Salah satu penjelasan dari hadis tentang menyayangi apa yang di ada di bumi adalah keterangan dari Ibn Baththal yang mengatakan bahwa kasih sayang tersebut meliputi seluruh makhluk, baik mukmin, kafir, hewan dengan cara memberi makan, memberi minum, meringankan beban dan tidak menganiaya atau memusuhinya.
Bagaimana Cara Menyayangi?
Salah satu ciri pengamalan kasih sayang diperagakan oleh Nabi saw., Dalam sebuah hadis, Aisyah ra., bercerita sebagai berikut:
جَاءَ أَعْرَابِيٌّ إِلَى النَّبِيِّ صلى الله عليه و سلم فَقَالَ تُقَبِّلُوْنَ الصِّبْيَانَ ؟ فَمَا نُقَبِّلُهُمْ فَقَالَ النَّبِيُّ صلى الله عليه و سلم ( أَو أَمْلِكُ لَكَ أَنْ نَزَعَ اللهُ مِنْ قَلْبِكَ الرَّحْمَةَ )

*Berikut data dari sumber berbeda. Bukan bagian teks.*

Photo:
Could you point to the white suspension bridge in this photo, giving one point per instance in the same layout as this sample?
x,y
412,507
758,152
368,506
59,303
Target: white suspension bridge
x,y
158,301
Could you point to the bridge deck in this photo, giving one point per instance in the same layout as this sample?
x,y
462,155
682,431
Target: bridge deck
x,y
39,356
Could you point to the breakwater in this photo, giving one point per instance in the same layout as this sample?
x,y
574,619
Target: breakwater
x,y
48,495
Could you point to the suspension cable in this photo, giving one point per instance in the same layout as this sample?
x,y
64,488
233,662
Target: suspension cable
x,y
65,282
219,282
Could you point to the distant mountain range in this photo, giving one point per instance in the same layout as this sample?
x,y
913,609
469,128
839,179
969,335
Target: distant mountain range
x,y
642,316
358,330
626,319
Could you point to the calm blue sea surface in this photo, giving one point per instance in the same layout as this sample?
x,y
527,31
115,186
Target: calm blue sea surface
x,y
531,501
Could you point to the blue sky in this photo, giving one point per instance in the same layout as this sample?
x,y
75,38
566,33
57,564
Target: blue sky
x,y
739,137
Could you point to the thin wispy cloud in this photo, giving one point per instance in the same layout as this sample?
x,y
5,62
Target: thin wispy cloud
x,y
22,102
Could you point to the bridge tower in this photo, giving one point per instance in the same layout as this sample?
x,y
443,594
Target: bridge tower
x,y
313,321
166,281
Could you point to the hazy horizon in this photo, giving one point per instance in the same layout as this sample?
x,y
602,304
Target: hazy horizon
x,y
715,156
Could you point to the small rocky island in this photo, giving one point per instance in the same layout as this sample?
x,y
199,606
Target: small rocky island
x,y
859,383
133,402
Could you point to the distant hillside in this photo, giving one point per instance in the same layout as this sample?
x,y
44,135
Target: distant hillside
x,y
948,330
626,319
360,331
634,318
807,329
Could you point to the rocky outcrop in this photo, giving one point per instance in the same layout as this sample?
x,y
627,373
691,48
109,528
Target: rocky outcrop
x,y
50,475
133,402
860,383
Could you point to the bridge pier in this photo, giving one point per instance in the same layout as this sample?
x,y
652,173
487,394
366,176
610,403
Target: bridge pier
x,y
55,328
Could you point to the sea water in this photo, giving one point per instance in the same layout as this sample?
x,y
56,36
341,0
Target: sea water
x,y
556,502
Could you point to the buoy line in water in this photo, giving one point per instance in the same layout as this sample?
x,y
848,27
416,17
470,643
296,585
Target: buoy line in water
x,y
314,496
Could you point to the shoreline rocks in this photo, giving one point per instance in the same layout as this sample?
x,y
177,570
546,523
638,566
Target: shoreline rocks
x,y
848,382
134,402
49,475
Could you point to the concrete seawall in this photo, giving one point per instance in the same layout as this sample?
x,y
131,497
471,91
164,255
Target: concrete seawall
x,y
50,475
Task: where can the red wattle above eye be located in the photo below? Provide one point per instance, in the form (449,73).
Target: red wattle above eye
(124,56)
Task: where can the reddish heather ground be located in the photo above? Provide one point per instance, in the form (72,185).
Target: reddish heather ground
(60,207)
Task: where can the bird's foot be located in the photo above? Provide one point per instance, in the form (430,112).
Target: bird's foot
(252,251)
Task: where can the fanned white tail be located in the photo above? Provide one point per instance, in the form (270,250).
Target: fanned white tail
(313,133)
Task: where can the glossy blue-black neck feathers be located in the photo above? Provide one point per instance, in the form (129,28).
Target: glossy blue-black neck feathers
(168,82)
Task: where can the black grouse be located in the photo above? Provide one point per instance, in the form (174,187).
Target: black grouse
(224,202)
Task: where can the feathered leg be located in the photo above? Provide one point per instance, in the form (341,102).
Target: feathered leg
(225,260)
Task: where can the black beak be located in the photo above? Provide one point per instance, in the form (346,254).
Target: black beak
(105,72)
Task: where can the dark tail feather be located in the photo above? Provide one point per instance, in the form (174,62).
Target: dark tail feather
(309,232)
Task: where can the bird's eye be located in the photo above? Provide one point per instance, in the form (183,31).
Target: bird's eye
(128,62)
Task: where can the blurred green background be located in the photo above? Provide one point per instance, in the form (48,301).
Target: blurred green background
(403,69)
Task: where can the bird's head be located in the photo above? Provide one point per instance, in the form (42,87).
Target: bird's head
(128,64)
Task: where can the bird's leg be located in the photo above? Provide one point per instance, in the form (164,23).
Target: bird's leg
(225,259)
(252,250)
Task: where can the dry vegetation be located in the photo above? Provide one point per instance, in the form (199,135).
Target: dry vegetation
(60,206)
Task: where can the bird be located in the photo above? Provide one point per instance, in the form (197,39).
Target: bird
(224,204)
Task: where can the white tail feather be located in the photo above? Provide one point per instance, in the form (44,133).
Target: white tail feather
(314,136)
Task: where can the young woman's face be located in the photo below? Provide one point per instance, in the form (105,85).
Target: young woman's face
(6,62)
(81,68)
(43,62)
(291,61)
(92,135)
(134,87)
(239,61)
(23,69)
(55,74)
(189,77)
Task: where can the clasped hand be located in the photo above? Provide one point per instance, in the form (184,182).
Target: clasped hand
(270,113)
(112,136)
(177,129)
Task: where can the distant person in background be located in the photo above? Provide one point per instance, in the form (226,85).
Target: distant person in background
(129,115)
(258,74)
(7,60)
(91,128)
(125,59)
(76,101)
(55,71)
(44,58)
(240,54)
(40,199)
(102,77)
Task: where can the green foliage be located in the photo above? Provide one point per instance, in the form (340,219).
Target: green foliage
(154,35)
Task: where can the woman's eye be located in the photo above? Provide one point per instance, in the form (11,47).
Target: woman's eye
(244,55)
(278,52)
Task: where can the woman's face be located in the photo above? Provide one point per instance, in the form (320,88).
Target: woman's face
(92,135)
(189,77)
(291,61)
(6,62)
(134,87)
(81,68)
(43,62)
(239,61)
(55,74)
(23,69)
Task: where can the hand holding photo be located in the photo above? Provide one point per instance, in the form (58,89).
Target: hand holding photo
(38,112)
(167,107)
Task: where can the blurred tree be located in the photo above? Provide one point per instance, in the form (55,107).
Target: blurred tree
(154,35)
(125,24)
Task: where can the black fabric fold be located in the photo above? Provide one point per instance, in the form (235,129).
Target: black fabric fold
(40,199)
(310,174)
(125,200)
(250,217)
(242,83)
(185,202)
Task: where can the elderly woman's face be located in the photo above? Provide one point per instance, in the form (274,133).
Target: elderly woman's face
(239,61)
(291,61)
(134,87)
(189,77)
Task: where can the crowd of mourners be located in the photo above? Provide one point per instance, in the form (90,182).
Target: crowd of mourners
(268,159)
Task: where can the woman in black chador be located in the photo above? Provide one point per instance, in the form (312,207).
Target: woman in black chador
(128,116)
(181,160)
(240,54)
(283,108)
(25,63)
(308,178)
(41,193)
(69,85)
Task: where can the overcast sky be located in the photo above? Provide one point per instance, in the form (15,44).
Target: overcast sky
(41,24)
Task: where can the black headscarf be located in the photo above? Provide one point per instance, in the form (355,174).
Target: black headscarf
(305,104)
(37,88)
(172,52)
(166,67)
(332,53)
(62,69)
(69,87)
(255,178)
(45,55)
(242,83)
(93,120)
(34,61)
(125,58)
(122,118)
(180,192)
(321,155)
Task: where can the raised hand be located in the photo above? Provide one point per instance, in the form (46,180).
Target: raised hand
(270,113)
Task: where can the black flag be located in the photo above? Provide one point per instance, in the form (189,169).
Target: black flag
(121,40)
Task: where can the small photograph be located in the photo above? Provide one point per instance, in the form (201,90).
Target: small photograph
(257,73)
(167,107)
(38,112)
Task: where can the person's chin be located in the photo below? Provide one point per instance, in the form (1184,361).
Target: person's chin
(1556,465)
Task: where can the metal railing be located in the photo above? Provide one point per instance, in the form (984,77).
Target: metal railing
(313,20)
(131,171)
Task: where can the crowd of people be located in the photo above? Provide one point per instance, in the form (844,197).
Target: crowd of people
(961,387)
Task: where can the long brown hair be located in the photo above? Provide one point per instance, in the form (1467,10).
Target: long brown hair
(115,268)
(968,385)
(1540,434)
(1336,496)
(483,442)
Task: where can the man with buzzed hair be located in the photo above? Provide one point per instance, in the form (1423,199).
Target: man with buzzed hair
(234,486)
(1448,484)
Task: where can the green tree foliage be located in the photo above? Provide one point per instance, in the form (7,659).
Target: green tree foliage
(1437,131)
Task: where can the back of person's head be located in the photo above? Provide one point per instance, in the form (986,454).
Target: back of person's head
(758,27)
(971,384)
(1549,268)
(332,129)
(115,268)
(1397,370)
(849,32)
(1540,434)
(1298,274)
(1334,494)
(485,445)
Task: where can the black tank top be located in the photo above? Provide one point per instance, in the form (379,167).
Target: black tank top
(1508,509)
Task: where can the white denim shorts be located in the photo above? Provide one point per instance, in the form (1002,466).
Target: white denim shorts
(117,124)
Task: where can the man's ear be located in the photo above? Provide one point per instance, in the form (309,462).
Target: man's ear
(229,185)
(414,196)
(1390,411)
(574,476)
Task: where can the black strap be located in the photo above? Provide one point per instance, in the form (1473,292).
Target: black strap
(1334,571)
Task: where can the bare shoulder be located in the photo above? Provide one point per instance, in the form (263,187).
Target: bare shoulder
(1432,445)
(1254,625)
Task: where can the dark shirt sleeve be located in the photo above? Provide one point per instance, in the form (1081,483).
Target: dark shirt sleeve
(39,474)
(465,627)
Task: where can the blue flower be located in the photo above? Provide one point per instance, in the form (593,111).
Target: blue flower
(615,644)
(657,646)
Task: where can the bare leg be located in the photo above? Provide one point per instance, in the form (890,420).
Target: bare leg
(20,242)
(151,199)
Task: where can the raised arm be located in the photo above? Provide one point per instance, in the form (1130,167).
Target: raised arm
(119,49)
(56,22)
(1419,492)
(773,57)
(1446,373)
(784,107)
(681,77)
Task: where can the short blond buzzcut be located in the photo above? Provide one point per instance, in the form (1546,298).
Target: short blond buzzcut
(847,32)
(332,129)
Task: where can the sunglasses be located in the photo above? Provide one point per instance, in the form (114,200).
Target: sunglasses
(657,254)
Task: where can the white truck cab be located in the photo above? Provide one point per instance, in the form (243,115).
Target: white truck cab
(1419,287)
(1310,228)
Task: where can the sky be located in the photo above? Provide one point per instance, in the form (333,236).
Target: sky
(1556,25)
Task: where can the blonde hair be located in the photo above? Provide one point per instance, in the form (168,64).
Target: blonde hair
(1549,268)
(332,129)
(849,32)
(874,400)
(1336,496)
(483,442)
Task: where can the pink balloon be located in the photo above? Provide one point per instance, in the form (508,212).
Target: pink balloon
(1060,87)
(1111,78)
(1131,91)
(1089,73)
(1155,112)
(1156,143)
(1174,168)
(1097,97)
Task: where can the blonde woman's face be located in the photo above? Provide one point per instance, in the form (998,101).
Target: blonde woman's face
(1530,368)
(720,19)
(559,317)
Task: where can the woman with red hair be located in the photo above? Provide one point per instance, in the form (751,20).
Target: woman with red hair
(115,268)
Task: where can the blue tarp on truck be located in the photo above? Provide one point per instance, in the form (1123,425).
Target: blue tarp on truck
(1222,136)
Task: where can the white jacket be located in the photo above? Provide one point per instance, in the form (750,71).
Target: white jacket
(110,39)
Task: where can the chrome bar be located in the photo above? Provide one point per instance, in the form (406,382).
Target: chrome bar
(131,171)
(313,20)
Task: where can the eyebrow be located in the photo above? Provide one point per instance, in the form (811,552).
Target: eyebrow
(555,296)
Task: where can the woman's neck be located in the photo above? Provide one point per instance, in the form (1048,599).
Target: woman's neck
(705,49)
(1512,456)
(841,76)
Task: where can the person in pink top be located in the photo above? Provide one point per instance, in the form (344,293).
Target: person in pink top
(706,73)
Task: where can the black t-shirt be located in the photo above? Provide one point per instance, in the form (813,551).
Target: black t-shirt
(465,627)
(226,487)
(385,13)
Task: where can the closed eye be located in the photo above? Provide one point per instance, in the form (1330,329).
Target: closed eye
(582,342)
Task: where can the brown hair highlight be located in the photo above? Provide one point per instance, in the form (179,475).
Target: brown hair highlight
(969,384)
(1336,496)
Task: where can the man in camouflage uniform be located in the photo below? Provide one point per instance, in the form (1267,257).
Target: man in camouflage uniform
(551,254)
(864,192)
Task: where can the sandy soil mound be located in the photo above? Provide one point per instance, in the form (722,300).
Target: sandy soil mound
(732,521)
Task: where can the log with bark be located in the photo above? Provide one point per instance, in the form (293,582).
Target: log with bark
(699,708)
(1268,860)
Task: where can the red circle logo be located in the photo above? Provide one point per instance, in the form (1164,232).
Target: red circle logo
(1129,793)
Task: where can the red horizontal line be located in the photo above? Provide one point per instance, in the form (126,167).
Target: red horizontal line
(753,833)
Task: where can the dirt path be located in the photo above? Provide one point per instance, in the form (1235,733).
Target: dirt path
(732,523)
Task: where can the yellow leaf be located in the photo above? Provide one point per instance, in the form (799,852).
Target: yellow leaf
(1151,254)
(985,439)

“Seorang (Arab Badui) datang kepada Nabi dan berkata: Engkau menciumi anak kecil? Kami tidak mencium anak-anak! Maka Nabi saw., bersabda: Aku tidak bisa membuat kasih sayang dalam hatimu, jika Allah telah mencabutnya.” (HR. Muslim).
Hadis ini memberi gambaran bahwa kasih sayang diberikan kepada siapapun, termasuk anak-anak meski itu bukan anak sendiri. Tradisi yang menganggap remeh dan rendah orang-orang besar yang menunjukkan kasih sayang secara fisik (memeluk, menggendong, mencium) kepada anak kecil bukanlah tradisi yang harus dipetahankan. Bahkan hal tersebut bisa jadi adalah cerminan bahwa kasih sayang dalam hati telah dicabut oleh Allah, karena enggan menyayangi anak kecil.
Hendaknya seorang muslim, memelihara dan menumbuhkembangkan sikap dan sifat kasih sayang dalam dirinya, baik kepada dirinya sendiri, keluarga, orang lain, maupun kepada makhluk selain manusia. Kasih sayang yang menjadi bagian dari perilaku seseorang akan menghantarkannya untuk menggapai kasih sayang Allah yang Maha Kasih dan Maha Sayang.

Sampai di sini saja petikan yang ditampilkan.